Ram also received many honors in Q4 2010. In December, Ram’s heavy-duty trucks earned the 2010 Motorist Choice Award for the Active Lifestyle category from IntelliChoice and AutoPacific, and the Ram Heavy Duty earned a 2010 Vehicle Satisfaction Award in the Heavy Duty Pickup category. Off-Road Adventures magazine selected Ram as Manufacturer of the Year and Automobile magazine named the Ram 1500 to its annual list of All-Stars for the second consecutive year. The Ram 1500 remains the most awarded Ram ever. As the new year began, Chrysler Group announced that the Chrysler Town & Country minivan was the top-selling minivan in the U.S. for 2010, and, for the tenth straight year, Polk gave the Town & Country the "Automotive Loyalty Award" in the Minivan Category. Polk also selected the Dodge Challenger for a loyalty award in the Sports Car category.

Production of the Fiat 500 began at the Toluca, Mexico Assembly Plant, in Q4 2010, marking the brand’s return to U.S. and Canada after a 27 year absence. The company has appointed the first 130 of an eventual 165 Fiat dealers in the U.S. and appointed 64 dealers in Canada. Those appointed are in the process of preparing their new facilities for the arrival of the Fiat 500, and will open throughout the first three quarters of this year. The 2012 MY Fiat 500 was revealed at the Los Angeles and Montreal International Auto Shows.

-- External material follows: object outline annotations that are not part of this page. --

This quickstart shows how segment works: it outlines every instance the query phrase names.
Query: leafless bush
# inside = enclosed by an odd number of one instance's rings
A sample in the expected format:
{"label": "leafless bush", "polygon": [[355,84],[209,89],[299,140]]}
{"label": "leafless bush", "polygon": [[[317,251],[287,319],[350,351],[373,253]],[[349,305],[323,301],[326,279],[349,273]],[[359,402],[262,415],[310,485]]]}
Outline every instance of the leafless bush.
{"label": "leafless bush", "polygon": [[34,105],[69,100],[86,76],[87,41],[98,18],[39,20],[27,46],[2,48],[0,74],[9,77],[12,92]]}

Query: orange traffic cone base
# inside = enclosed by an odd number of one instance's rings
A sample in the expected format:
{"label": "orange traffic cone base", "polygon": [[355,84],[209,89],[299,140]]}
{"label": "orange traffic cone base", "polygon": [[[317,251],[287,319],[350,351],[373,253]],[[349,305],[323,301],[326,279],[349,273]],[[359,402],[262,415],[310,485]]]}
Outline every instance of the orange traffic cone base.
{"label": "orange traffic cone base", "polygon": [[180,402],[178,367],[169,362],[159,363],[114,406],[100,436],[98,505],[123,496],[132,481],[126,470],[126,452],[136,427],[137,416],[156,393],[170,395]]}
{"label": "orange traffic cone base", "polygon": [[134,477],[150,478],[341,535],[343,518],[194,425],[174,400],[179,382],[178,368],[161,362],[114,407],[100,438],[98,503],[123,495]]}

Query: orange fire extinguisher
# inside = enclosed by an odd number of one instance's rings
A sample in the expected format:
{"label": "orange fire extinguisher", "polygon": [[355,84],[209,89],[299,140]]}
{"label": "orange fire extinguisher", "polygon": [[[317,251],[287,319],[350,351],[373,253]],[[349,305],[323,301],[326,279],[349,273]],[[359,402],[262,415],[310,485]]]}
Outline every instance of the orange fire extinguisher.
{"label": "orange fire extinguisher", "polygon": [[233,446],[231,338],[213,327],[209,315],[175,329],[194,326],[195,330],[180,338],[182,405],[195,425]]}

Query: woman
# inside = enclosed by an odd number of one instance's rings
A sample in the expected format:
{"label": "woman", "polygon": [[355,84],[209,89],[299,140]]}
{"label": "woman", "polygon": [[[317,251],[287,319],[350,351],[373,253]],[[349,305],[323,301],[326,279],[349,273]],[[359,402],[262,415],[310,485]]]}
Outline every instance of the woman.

On November 23, employees at Chrysler Group’s Indiana Transmission Plant II in Kokomo, Ind., welcomed President Obama and Vice President Biden to celebrate recent and planned investments in the Company’s Kokomo facilities, resulting in the retention of more than 3,500 jobs. The company confirmed it will invest $843 million in its Indiana Transmission Plants and Kokomo Casting Plant to accommodate production of a new advanced front-wheel drive automatic transmission for future Chrysler vehicles. Chrysler Group and ZF Friedrichshafen of Germany-based ZF Group are partnering on both the 9-speed front-wheel drive and 8-speed rear-wheel drive transmissions. ZF is making its designs and technology available to the company.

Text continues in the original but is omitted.